I am sad to think that someone who reflects so deeply and truly, and who writes so clearly, would have to leave teaching this fledgling religion. I believe your work will have an important and lasting effect on the future development of Heathenism. Your essays on the construct of the Nine Noble Virtues are outstanding and truly further their value as an ethical foundation. I am longing for their continuation.
It will surely be a severe blow to the Heathen community if you must give up your writing. I pray that you will, in deed, be able to find your balance.
Good luck and very best wishes to one whose voice truly rings out around the world. (And even though you work has selfish admirers such as I, please care for yourself first.)
You didn’t have to share this with your readers, but that you have shows your strength and clarity. It’s also courageous; it’s not always easy to open up and let oneself be this vulnerable.

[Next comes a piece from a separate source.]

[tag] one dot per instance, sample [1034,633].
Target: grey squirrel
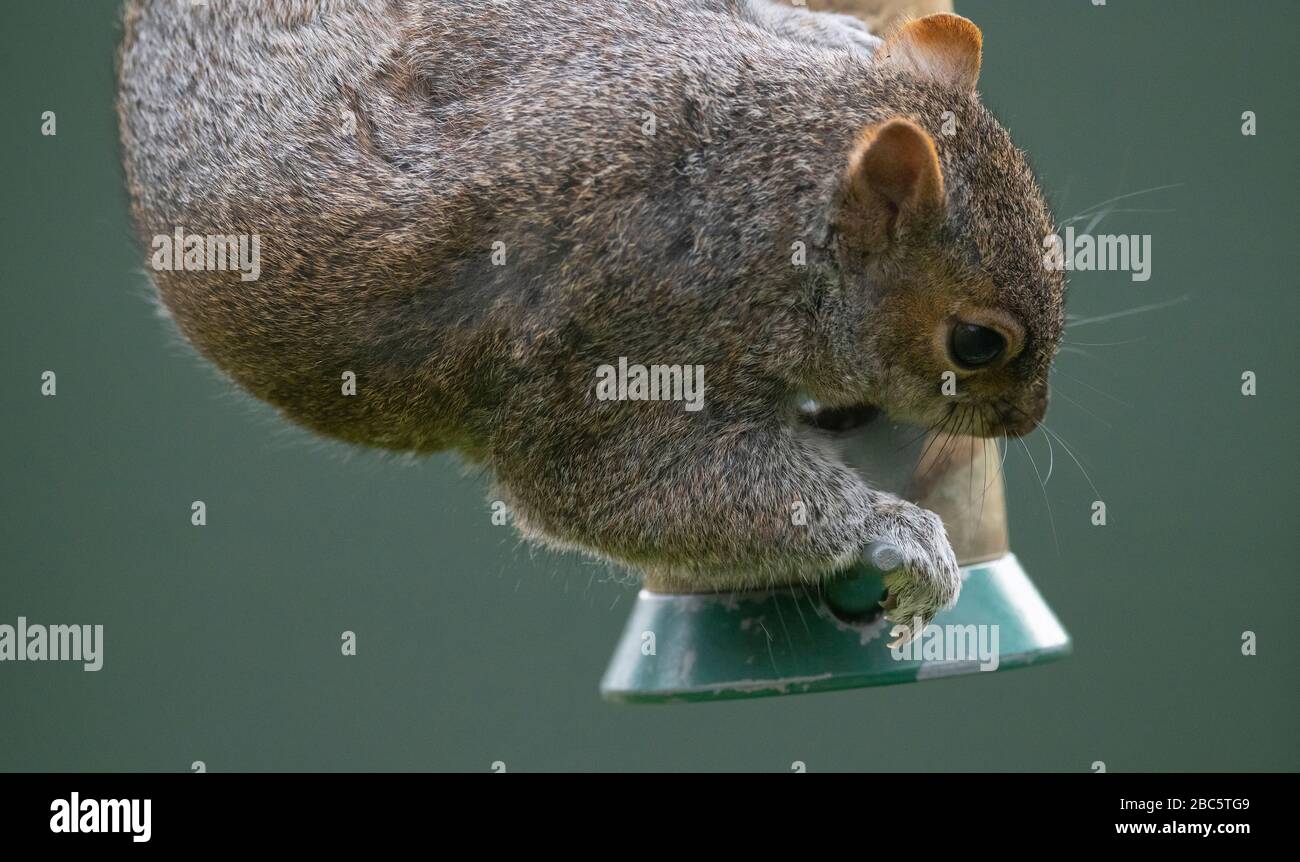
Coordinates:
[475,204]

Your blog is wonderful, an asset to the blogosphere and the Pagan community, but as others have said, your well-being is more important.

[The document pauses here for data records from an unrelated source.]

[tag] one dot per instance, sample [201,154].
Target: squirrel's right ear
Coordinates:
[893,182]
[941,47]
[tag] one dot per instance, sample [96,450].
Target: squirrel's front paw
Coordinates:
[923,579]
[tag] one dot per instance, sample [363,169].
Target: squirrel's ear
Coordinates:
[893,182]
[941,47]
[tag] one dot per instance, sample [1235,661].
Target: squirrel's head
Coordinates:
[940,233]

Thank you for sharing this. I know how you feel. I’m bipolar as well only I tend to be mostly manic. So finding the rigth meds has taken forever. Good luck! & thanks again.
Bernulf,
It takes great courage to come forward and discuss an illness like this in such a frank manner. Cheers to ye! Bipolar disorder runs in my own family (and I wouldn’t be shocked if I were an undiagnosed case myself), so I know how challenging it can be to keep things on an even kilter. I wish you the best of luck. Hopefully you’ll find the will to keep posting, but if not, keep in touch!

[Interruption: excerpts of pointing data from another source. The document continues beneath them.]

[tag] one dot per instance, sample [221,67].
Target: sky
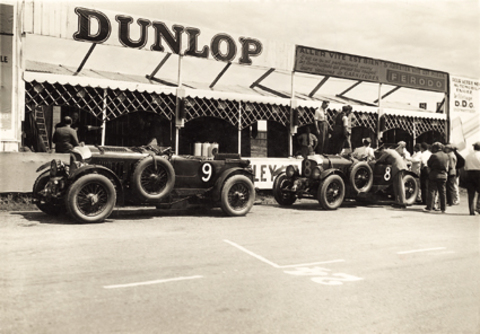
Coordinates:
[435,34]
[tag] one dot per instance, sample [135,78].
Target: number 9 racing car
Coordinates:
[331,179]
[100,177]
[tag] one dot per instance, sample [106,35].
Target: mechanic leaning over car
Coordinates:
[399,166]
[64,137]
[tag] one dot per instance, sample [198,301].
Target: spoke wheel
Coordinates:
[238,195]
[411,189]
[331,192]
[91,198]
[153,178]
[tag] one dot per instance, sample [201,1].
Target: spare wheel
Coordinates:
[153,178]
[361,177]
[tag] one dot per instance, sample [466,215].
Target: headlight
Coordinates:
[317,171]
[53,168]
[291,171]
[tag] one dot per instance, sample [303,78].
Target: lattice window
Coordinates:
[202,107]
[414,124]
[94,100]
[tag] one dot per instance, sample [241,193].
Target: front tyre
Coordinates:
[283,197]
[41,201]
[411,189]
[237,196]
[91,198]
[331,192]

To all of you, I’m grateful for your comments, your well-wishes, and your support … in all honesty, when I checked my blog and saw these comments, I was a bit overwhelmed. Although it seems two words aren’t nearly enough, ‘thank you’ is the only response I can come up with at the moment.
Bernulf, thank you for sharing this, and thank you even more for persisting, not just with the blog, but with seeking out care for yourself. Your words are precious to me–absolutely one of my very favorite Pagan/Heathen blogs–but you yourself are more so.
Your creativity is like the wood that comes from the forest… but your mind and your health _are_ the forest. I am very glad you are caring for the sustainability of the whole forest; though I love your blog, it is the fact that it is so clearly the product of a real human person that makes me love it.
May your treatment make your life easier, and may your creativity continue–sustainably.
Blessed be.
Cat, and again everyone else, thank you for your kind words and your support – I will do my best to keep this blog, and its author, as real as possible (sustained creativity is little without a sustained reality to accompany it, or I’ve missed the point entirely).
Bernulf,
I’ve had similar experiences and have posted them on my site.
[...] Bernulf posted the reason for his long absence from blogging. And it’s very familiar to me. [...]
Bernulf,
I’m glad I finally wandered back over to check if you had resumed posting or had given an update.
I hope your health allows you to continue to blog. I miss our discussions. If not, just check in from time to time to let us know how you are.
Much love,
kay
Kay, I appreciate your concern – and thank you for wandering back over here – three months with only an update or two is a long time to expect readers to maintain an interest, and I will do my best not to do that again. I’m hoping that I’m actually back to blogging now – this past week has given me an idea just how much I missed blogging and carrying on conversations with people :-)
Nio, thank you for pointing out where you shared your experiences last year – it sounds like you went through quite a bit, with some pretty stout medications, before finally getting an accurate diagnosis. I’m surprised, with the seeming lack of interest shown by the doctor, that you didn’t file suit.
Glad to see things happening here again – and I wish you all the best with your health, which is (as everyone has said) the most important thing. I also greatly value your writings, and look forward to reading more.